By now, the coronavirus has affected most of us in some sort of way, whether it be health-related, financially or socially. From a travel perspective, the effects have been devastating.
Travel companies all over the globe are rushing to put out fires, providing refunds to travellers who’ve had their adventures cancelled because of the global pandemic.
Encounters Travel is just one of many travel companies to be in the same situation. We’ve put together a live blog to share the stories of the travel community during this tough period.
If you would like to submit your story, please email firstname.lastname@example.org.
The estimations are about 990 million loss of income per month, besides the indirect effect. More than 3,5 million Egyptians work in tourism directly and indirectly
The Egyptian Minister of Tourism addressed the private sector asking not to anticipate any layoff of the employees.
We had a really good enquiry flow and bookings right up until Friday 13 March from all source markets. There's been a substantial decrease in traffic and enquiries since the weekend of 14/15 March when our president made his announcement about travel restrictions. Our car rental stream via our Drive South Africa brand has been fairly resilient. For example, employers are hiring people movers / SUVs to transport staff rather than use public transport. Our luxury safari stream served by Discover Africa has slowed more significantly. We're still getting enquiries for late 2020 and 2021 - but near term, enquiries are understandably low.
Our team is extremely busy engaging with clients who were/are travelling right now. Also working hard to assist people who wish to cancel or reschedule their travels. We have been pleasantly surprised by how understanding and patient most of the clients have been - in a time that's challenging for both travellers and travel companies alike.
We're mindful that this is a very serious occurrence and will require a concerted team effort by the industry to limit the effect to lodges, operators and agents.
We're already working on a platform that will help accelerate bookings once borders and travel open up once again. This is vital because lodges must operate at capacity again soon, to ensure (a) lodge staff can return to work to keep putting food on the table at home -- and (b) to get safari vehicles and rangers back into the parks with safari-goers so that the likes of poachers, etc don't take advantage of the situation.
We're consulting with players in the industry to get behind this platform, so that when Africa comes "back online" we're going at full steam.
Since the outbreak of Covid19, we've been watching the demand for travel plummet. In a few short weeks, the airlines have gone from preparing for the busy spring break to almost a total shutdown in Canada.
Each airline has dealt with the rapidly changing world differently. Most airlines quickly reduced the number of flights and negotiated wage decreases with the higher paid staff as a stop-gap measure. Hundreds of aircraft were parked, and thousands of flights were cancelled in Asia. As the virus spread to Europe and North America, airlines in those areas quickly had to follow suit to try to stem the financial losses.
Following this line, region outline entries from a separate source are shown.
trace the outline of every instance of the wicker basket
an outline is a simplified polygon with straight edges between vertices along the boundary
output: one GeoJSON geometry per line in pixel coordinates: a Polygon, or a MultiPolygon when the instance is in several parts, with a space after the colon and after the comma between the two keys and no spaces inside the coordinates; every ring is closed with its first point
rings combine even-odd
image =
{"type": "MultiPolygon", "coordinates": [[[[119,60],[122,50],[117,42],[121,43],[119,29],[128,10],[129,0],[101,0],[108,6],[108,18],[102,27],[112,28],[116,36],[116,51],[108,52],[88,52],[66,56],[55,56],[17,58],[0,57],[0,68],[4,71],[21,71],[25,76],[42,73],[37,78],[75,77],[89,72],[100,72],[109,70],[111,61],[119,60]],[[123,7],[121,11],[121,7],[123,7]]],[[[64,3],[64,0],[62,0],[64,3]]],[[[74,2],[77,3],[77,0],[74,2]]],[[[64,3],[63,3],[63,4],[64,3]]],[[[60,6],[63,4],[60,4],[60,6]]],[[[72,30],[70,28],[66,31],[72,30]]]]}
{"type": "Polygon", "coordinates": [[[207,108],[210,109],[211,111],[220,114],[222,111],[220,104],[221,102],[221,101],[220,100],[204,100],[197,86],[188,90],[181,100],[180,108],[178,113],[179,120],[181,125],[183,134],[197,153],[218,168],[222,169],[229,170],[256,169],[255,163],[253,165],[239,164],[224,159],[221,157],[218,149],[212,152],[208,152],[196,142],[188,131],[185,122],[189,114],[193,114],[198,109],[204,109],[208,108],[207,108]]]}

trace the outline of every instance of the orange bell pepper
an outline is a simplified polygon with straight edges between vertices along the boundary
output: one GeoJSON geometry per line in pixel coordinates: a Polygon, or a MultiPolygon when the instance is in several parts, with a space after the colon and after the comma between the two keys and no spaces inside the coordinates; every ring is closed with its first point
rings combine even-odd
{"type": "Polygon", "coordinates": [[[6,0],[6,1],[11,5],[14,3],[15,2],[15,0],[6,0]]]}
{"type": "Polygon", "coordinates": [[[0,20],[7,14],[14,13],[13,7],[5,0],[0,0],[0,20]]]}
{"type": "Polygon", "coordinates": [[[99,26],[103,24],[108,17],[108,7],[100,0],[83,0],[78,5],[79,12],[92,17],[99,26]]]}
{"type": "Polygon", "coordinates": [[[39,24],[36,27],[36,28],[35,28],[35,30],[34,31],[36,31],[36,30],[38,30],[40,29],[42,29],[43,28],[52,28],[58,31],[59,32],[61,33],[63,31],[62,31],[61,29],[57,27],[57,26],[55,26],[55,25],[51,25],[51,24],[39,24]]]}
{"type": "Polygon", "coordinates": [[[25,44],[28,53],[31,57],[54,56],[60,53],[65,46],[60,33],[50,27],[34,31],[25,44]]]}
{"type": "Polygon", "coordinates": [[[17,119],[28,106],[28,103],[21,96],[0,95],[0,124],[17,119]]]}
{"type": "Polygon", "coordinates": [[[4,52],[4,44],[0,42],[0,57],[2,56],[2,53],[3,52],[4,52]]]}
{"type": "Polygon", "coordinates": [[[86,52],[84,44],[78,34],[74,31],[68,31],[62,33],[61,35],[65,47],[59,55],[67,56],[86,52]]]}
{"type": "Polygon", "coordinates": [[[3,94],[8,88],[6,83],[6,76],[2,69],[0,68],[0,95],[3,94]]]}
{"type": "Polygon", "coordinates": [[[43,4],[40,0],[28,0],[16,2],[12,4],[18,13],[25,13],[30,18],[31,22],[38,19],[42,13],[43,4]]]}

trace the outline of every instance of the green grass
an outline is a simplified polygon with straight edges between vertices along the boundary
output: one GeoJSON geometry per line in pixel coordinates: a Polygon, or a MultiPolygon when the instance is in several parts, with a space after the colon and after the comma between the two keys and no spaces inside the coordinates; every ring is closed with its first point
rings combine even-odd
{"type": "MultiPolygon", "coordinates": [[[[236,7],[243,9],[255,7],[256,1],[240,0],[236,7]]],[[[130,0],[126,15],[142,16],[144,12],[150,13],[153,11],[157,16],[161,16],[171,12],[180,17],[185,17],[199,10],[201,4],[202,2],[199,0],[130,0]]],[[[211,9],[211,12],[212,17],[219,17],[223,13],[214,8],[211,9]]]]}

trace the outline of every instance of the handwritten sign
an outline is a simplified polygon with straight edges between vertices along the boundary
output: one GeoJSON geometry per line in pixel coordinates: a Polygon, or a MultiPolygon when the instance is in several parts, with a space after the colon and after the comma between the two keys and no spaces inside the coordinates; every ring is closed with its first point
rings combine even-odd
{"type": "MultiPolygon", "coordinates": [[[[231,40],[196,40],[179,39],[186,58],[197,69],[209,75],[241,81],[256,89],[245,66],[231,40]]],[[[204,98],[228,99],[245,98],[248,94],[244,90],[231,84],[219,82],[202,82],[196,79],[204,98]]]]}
In my experience flying for a regional airline, we didn't really notice a change in passenger loads. The first 2 months of the year are usually the slow season for us. However, every day a new media story about the virus and new government regulations advising against travel, and large gatherings made it very clear that flying was no longer recommended.
Our airline had several cabin crew express serious concern with being exposed to the virus at work. It was very clear that the few passengers left travelling weren't the only people concerned about their safety. The company scrambled to find a way to safely operate. They considered a reduced schedule but realized that the safest option was to completely suspend operations.
Unfortunately for the employees, this means a temporary layoff. Most airlines that are continuing to fly, are operating the fights at a loss. There are already airlines in the US that are major financial trouble, and likely won't survive the long term effects of the global pandemic. While the layoff for us is a harsh change, we are confident that we will have a job to go back to.
Travel is typically a luxury. Booking that trip to Mexico, flying out to see grandma, or attending that meeting in person is rarely necessary. With this long term shutdown, many businesses are learning how to operate remotely, as well as making it the norm. I feel that the business travel market will likely never fully recover. As for vacation travellers, the economy will have to be recovered for a long time before people consider spending on these "luxuries" again.
From April, the company I work for and many others are dropping routes by around 45% and 75% in May - all subject to change.
Currently, the same routes are being either cancelled or flown but I haven't seen more than say 35 people on a plane that seats 180. In fact, the other day we picked up a plane which had one person on it.
In terms of personal health, our company will protect us and not take away from our sick time if we are found to have been infected with the coronavirus.
With regards to all aviation in general, if you are sick then stay home and you are in no way forced or pressured to do otherwise. This is at least the case in the USA.
In the future now they will be offering reduced lines of around 50 hours credit, where you will just stay at home. The minimum pay per month is 72 hours.
This is something that I would be interested in as it, of course, cuts down on the labour cost for the company and with hopes that it will extend the time of furloughing down the line.
Other than that, time will tell.
We are losing our business because of coronavirus. All of our bookings are cancelled for this season (March - April is the season). Next season is October - November but people need to book their tour for October this time of year so it is more likely that we only get booking for next year if the situation will come in control in a few months.
We have zero business for this season. We did have good bookings but all need to be cancelled. If the situation stays like this for another six months, then we might have to change our occupation because it will be hard to survive.